MrMagoo
Senior Member (Voting Rights)
Starvation is a natural cause of death.I'm surprised the coroner can leave it at that because it basically leaves us with a paradox: ME is not fatal, but Maeve died of natural causes, which by definition has to involve a naturally fatal condition. Starvation is obviously not in itself a natural cause. The legal profession usually does not allow paradoxes, they don't make sense in a profession where clarity needs to be absolute.
Here the natural cause is starvation. Brought about by ME. Which was preventable. Hence the prevention of future deaths things. It doesn't make sense to make this a case about preventing future deaths if this death couldn't be prevented. Which it was. Because ME is not directly fatal.

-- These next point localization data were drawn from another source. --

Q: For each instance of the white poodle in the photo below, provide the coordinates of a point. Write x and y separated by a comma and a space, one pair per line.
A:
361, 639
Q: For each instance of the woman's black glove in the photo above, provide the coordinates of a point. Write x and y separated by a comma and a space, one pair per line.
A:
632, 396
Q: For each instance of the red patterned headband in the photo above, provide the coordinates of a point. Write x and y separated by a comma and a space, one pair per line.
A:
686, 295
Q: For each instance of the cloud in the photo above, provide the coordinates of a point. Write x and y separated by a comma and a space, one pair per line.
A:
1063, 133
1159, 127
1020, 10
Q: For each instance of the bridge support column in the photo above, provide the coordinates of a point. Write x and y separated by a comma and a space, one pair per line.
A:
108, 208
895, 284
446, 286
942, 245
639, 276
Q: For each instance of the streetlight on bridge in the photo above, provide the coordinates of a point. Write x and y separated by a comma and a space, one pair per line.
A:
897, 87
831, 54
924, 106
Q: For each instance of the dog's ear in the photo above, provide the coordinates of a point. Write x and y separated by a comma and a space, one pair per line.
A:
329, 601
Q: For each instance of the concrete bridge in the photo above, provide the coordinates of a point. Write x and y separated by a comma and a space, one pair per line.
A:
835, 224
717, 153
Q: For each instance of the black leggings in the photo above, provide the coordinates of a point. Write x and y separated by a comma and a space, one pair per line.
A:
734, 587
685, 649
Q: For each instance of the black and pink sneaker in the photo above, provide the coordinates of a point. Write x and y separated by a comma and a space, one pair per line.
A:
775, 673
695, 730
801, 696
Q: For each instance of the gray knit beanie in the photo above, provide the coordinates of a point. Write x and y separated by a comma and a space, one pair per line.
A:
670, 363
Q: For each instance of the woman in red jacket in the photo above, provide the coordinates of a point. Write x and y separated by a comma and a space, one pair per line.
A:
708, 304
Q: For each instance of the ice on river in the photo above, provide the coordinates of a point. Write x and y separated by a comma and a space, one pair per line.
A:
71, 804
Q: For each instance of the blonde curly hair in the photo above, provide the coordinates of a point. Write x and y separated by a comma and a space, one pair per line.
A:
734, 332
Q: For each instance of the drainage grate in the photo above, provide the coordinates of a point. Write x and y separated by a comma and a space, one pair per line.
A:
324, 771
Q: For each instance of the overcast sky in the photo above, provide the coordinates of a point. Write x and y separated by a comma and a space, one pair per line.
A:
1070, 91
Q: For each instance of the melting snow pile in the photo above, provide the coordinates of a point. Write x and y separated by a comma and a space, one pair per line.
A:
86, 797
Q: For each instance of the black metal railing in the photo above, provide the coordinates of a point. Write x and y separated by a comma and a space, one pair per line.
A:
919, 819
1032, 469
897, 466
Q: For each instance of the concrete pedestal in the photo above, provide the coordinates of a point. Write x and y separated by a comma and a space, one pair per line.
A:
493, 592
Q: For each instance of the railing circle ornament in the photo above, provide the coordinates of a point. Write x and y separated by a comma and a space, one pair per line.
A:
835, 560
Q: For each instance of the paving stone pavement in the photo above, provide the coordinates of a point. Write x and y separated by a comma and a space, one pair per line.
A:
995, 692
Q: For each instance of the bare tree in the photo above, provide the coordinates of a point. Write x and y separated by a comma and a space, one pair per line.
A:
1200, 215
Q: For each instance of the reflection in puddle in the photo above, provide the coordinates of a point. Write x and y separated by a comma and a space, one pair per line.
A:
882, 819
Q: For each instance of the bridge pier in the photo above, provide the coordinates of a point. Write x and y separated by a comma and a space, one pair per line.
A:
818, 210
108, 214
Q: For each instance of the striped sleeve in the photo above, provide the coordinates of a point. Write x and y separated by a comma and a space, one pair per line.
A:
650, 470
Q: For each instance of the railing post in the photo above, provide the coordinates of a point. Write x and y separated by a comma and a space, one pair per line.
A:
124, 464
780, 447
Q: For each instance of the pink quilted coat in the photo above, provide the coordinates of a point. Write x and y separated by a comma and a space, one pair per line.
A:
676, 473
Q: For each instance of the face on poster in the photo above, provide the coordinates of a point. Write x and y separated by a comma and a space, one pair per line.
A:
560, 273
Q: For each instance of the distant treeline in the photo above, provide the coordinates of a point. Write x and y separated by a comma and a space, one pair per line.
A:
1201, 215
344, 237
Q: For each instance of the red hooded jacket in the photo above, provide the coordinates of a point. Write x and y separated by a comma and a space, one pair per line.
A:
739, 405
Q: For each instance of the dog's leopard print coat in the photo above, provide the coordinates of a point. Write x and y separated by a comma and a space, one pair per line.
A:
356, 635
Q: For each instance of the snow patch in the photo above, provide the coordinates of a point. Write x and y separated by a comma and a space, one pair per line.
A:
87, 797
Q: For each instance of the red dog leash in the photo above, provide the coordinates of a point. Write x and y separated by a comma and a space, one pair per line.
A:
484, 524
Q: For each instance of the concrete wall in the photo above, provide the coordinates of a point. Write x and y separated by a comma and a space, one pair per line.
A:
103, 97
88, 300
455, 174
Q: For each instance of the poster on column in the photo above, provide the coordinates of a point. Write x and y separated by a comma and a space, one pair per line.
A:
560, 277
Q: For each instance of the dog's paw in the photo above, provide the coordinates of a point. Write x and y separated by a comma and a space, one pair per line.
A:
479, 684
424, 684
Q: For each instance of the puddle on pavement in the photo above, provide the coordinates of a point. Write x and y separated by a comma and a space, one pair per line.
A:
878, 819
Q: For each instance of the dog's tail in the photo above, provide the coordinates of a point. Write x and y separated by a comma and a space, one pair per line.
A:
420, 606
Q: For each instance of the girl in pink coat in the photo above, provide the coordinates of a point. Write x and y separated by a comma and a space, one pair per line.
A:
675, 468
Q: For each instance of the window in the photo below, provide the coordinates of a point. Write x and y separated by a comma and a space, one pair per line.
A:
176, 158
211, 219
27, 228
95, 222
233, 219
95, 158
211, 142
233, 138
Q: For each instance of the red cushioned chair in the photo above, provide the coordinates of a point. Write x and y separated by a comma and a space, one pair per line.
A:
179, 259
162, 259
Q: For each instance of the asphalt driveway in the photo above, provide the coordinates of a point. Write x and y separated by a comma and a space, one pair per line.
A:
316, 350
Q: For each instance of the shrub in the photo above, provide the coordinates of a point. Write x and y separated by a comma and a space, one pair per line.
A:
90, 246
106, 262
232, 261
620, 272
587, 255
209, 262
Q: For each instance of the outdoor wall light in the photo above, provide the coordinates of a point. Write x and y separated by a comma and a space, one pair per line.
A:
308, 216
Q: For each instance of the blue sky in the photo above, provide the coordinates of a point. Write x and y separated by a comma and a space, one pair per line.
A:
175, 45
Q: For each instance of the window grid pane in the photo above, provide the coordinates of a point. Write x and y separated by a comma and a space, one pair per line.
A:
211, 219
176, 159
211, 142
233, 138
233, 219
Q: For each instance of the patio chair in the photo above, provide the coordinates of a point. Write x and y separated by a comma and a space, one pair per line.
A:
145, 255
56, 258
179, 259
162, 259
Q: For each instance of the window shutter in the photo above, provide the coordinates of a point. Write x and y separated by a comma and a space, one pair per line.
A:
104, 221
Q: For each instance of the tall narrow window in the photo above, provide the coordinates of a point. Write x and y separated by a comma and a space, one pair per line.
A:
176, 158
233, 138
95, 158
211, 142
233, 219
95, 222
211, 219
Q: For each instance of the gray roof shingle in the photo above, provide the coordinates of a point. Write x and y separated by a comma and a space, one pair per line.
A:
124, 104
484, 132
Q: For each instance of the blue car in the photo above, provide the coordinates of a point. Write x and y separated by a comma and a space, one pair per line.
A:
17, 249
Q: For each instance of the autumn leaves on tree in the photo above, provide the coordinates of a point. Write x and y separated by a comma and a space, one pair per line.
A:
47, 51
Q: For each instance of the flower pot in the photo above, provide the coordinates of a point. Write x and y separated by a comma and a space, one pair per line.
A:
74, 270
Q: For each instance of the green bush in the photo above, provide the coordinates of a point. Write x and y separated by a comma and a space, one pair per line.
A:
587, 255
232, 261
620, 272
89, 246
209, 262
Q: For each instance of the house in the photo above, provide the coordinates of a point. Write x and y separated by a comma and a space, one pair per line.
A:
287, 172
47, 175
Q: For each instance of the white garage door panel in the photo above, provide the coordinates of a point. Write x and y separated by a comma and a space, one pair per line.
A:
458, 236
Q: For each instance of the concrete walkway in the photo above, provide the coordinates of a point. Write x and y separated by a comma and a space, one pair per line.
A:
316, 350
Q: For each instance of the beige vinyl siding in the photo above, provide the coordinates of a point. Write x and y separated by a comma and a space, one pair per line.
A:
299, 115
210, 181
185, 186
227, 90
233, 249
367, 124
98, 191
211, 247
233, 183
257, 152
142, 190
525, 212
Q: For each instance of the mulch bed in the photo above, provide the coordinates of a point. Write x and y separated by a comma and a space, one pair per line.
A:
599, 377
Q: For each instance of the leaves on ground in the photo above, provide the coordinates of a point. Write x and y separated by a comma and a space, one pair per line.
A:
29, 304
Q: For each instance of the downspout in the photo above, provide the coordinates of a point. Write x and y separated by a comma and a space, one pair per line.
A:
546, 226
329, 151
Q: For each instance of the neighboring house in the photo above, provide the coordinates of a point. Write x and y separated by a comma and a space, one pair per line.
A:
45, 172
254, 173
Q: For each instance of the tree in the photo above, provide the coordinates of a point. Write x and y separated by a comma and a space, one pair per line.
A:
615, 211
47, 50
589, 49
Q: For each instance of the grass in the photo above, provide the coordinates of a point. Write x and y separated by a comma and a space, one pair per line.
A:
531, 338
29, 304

If history serves, this may be a near worst case scenario. It depends on the medical acknowledgement that ME is fatal. Which is firmly rejected on the medical side. The rest was effectively a whitewash of everyone responsible. Basically it seems to separate the medical from the legal here, with each having the version that satisfies everyone except the victim, her family, and the giant community of people suffering the same possible cruel fate of being ideologically starved to death and other instances of medical mistreatment.
It’s a legally complex area to argue that she wasn’t provided with food/treatment, because she “was” and she refused a further hospital admission. She chose to stay at home, we all “know” she’d have died in hospital but there’s no scientific evidence to say she would have. In legal terms the whole thing is a grey area. A top legal mind could well find a way through it.